I am writing a compiler and need to represent several structures that are co recursive and depend on the data-structure representing expressions. At the beginning of compilation my expressions are not typed but I do type them at a later stage.
I wrote the following functors to be able to reuse code during the process:
module type Exp = sig
type t
end
module type IR = sig
type exp
type ty =
| Unknown
| Typed of exp
type exp_descr =
| Leaf
| Node of exp
end
module MyIR (E: Exp) = struct
type ty =
| Unknown
| Typed of E.t
type exp_descr =
| Leaf
| Node of E.t
type exp = E.t
end
module UntypedExp (TD: IR) : (Exp with type t = TD.exp_descr) = struct
type t = TD.exp_descr
end
module TypedExp (TD: IR) : Exp = struct
type t =
{
ty : TD.ty;
descr : TD.exp_descr;
}
end
module rec UTExp : Exp = UntypedExp(UTIR)
and UTIR : IR = MyIR(UTExp)
module rec TExp : Exp = TypedExp(TIR)
and TIR : IR = MyIR(TExp)
I now have 2 intermediate representations one that uses untyped expressions and the other that uses typed expressions.
I now want to write a printing module and I want to factorize code in the same manner as I did earlier.
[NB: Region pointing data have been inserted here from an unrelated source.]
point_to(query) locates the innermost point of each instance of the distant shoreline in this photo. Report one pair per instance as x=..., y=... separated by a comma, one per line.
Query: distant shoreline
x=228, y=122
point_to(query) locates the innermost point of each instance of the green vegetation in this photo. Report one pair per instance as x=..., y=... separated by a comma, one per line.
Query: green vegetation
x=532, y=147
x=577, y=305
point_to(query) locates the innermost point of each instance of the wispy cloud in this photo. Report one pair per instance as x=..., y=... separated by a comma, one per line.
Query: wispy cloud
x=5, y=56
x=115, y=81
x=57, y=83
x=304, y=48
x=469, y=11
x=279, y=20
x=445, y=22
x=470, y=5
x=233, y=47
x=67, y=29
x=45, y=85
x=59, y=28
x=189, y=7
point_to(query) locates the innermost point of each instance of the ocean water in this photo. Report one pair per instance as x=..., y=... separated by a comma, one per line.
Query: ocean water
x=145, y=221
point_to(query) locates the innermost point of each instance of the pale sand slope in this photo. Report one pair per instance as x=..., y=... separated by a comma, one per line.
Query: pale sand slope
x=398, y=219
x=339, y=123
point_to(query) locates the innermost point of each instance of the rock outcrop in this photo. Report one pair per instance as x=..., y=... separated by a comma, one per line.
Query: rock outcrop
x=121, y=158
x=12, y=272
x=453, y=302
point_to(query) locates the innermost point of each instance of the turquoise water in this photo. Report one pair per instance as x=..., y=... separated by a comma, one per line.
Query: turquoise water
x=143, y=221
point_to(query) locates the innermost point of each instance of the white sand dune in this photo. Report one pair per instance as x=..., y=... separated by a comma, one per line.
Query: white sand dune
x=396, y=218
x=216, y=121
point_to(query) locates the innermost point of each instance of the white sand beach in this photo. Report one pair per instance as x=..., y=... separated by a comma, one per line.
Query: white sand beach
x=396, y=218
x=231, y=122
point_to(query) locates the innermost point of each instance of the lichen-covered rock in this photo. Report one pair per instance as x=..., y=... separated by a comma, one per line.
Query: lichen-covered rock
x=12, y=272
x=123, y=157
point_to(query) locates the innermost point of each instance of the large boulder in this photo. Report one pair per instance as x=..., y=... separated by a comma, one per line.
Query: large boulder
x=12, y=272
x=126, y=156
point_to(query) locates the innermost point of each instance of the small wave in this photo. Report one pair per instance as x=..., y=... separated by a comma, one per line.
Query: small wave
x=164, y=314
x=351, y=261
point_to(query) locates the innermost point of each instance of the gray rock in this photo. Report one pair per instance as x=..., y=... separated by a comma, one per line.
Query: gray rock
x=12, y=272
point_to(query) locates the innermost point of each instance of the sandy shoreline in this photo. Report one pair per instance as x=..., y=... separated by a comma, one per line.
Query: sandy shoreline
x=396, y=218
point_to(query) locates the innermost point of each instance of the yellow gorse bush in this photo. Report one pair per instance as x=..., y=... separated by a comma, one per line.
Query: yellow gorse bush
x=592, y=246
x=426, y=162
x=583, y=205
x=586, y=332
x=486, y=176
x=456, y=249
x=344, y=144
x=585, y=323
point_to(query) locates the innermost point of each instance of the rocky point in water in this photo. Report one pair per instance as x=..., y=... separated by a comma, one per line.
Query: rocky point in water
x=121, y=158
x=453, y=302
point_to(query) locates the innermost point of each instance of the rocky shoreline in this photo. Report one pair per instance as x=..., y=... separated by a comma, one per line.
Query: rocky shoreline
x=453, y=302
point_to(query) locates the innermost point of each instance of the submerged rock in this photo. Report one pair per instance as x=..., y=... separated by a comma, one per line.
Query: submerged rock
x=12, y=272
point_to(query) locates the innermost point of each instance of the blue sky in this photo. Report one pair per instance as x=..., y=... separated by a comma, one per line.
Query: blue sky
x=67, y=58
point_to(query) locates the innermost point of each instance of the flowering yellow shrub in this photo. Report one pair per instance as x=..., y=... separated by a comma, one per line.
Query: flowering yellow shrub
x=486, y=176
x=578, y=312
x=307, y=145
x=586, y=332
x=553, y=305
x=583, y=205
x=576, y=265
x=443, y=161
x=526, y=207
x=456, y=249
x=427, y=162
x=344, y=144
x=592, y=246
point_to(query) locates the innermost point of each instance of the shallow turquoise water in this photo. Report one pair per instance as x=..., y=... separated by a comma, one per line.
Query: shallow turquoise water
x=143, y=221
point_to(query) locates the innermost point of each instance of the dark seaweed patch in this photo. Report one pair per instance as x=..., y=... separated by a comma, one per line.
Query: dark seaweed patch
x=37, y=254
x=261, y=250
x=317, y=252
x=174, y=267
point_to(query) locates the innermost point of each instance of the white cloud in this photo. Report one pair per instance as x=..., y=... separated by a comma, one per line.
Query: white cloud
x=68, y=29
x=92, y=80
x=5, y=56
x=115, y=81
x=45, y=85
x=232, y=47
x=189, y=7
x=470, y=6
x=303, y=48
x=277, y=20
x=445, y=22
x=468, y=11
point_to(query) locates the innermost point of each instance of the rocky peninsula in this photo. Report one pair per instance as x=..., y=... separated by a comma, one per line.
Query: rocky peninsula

Below is my unsuccessful attempt, I don't understand how properly extend TExp and UTexp.
More specifically, I don't know how to share the field constructor defined in TypedExp.
module type ExpPrint = sig
type t
val string_of_t: t -> string
end
module type IRPrint = sig
include IR
val string_of_ty: ty -> string
val string_of_exp_descr: exp_descr -> string
val string_of_exp: exp -> string
end
module MyExpPrint (R: IR) (E: ExpPrint with type t = R.exp) : (IRPrint with type exp := R.exp and type exp_descr := R.exp_descr and type ty := R.ty) = struct
open R
let string_of_exp = E.string_of_t
let string_of_ty = function
| R.Unknown -> "Unknown"
| Typed e -> "Typed: " ^ string_of_exp e
let string_of_exp_descr = function
| R.Leaf -> "Leaf"
| Node e -> "Node: " ^ string_of_exp e
end
module UTExpPrint (E : module type of UTExp) (R: IRPrint with type exp = E.t) : (ExpPrint with type t := R.exp_descr) = struct
open E
let string_of_t = R.string_of_exp_descr
end
module TExpPrint (E : module type of TExp) (R: IRPrint with type exp = E.t) : (ExpPrint with type t := R.exp) = struct
open E
let string_of_t e = R.string_of_exp_descr e.TExp.descr ^ " " ^ R.string_of_ty e.ty
end
EDIT: fixes the problems with MyExpPrint
Since the module type Exp is defined as
module type Exp = sig type t end
any signature constraint of the form M: Exp makes M unusable since it hides all information about M, except the existence of an abstract type M.t. This abstract type is unusable since there are no functions between this type and the outside world.
For instance, this module definition defines a type and immediately hides it to the outside world:
module TypedExp (TD: IR) : Exp = struct
type t =
{
ty : TD.ty;
descr : TD.exp_descr;
}
end
What you wanted was simply
module TypedExp (TD: IR) = struct
type t =
{
ty : TD.ty;
descr : TD.exp_descr;
}
end
If you really want to add a signature constraint, the right one would be
module TypedExp (TD: IR): sig
type t =
{
ty : TD.ty;
descr : TD.exp_descr;
}
end
= struct
type t =
{
ty : TD.ty;
descr : TD.exp_descr;
}
end
Note that that I did not use Exp with type t = ... for two reasons: First, the with constraint cannot define new types. Second, Exp with type t = ... is just a complicated way to write sig type t = ... end.
This is the core issue with your code: it is hiding all information that would make possible to manipulate meaningfully the type that you defines.
For instance, after removing the signature constraint on functor result, fixing the signature in the recursive module constraints, simplifying the signature of IRprint to
module type IRPrint = sig
type ty
type exp_descr
type exp
val string_of_ty: ty -> string
val string_of_exp_descr: exp_descr -> string
val string_of_exp: exp -> string
end
then the functor TExpPrint can be fixed with
module TExpPrint
(E : module type of TExp)
(R: IRPrint with type exp_descr = TIR.exp_descr
and type exp = E.t
and type ty = TIR.ty)
=
struct
open E
let string_of_t e =
R.string_of_exp_descr e.E.descr ^ " " ^ R.string_of_ty e.ty
end
and I expect the rest of the errors to follow since it becomes possible to share the right type equalities.